In summary, the riboregulator can reduce the leakage of the Cre recombinase. We infer that there are two reasons to cause the input module out of control. The basal expression of Lac promoter is still too high, and the Cre recombinase is efficient. However, if you want to achieve the tight control of Cre recombinase, the conjugation between the bacteria can be considered. Because the recombination has an extremely low probability without the Cre recombinase, depended on the result we got from the lox71 work.

2. Output module test

We design our output module in two plans. One is the fluorescent protein with the fast degradation tag.
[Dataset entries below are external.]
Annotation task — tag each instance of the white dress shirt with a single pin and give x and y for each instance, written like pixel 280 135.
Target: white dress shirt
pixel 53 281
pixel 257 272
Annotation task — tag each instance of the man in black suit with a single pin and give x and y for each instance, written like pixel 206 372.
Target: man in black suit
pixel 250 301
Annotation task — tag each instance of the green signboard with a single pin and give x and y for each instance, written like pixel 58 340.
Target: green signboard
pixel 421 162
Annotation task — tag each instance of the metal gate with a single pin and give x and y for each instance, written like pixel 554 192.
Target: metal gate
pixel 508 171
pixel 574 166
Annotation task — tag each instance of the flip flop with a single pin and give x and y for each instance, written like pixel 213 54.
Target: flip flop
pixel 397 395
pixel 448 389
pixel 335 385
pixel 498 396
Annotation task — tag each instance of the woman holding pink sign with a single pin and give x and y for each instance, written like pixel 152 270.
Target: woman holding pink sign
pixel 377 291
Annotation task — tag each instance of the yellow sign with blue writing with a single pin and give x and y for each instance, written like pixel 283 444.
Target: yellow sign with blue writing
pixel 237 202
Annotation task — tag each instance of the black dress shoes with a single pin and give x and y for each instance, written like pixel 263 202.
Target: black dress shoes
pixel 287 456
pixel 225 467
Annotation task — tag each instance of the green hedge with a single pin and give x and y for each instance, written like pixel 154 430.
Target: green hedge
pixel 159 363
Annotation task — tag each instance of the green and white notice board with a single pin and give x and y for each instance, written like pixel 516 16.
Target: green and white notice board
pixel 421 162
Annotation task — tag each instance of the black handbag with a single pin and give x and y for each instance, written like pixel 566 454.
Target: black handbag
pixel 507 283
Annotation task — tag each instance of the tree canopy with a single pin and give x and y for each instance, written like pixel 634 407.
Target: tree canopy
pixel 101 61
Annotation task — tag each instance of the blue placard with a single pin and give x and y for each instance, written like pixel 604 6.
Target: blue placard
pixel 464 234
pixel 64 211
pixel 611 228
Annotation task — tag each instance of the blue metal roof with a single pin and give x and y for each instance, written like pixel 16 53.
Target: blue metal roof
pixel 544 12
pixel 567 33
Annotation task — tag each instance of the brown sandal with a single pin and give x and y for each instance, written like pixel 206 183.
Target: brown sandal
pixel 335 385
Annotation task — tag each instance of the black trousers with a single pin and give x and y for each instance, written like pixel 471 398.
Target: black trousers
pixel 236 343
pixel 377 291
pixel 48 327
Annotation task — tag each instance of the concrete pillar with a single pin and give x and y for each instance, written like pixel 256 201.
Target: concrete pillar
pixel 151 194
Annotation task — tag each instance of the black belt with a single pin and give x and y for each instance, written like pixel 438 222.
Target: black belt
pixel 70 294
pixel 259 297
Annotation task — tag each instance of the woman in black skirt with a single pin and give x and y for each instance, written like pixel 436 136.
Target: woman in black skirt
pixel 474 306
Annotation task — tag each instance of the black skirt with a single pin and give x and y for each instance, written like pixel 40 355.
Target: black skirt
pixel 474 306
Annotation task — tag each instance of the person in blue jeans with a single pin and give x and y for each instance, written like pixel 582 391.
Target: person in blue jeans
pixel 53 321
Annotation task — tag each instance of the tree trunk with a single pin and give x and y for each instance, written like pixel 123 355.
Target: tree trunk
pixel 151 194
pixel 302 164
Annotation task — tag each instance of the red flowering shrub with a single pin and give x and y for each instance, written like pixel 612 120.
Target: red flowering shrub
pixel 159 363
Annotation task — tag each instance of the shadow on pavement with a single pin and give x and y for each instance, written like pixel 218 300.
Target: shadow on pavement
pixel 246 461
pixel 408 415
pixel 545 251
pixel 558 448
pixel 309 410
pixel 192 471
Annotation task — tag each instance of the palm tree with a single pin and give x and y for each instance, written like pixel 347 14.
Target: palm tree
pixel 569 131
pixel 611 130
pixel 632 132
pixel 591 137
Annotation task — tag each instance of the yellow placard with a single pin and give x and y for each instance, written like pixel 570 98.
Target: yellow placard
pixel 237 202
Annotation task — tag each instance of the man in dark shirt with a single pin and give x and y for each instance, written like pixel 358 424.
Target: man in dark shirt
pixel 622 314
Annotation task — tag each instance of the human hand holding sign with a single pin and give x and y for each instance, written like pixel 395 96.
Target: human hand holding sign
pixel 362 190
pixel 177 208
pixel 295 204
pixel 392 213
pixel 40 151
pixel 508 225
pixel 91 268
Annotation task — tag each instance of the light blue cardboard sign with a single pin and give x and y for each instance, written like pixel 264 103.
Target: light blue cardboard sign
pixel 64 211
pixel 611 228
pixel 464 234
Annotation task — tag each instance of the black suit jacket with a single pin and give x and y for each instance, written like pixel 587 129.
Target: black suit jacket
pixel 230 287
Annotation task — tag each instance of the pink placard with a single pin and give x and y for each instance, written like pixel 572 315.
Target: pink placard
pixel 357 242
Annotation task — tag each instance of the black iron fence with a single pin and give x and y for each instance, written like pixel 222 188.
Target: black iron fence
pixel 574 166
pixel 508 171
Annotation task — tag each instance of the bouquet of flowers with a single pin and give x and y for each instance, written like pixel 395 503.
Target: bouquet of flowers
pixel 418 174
And the other is the RNA aptamer.

Plan 1: RNA aptamer

We tried our best to synthesis the fluorophore (DMHBI) during the summer. At last, it was synthesized but its purity cannot meet the experimental requirement. (Fig. 6) Finally, we turned to the senior in HUST and he helped us to synthesis it.

Figure 6. Processes during synthesis

We prepared the sample as mentioned in previous paper(Paige et al., 2011). Then we tested the spinach RNA aptamer in the Tanon 1600R Gel Imaging System under the 302nm, the control groups are the DMHBI and DMHBI + control RNA. The result is below (Figure 7) and we also observed the spinach RNA aptamer by the fluorescence microscope, the result is in the Fig. 8.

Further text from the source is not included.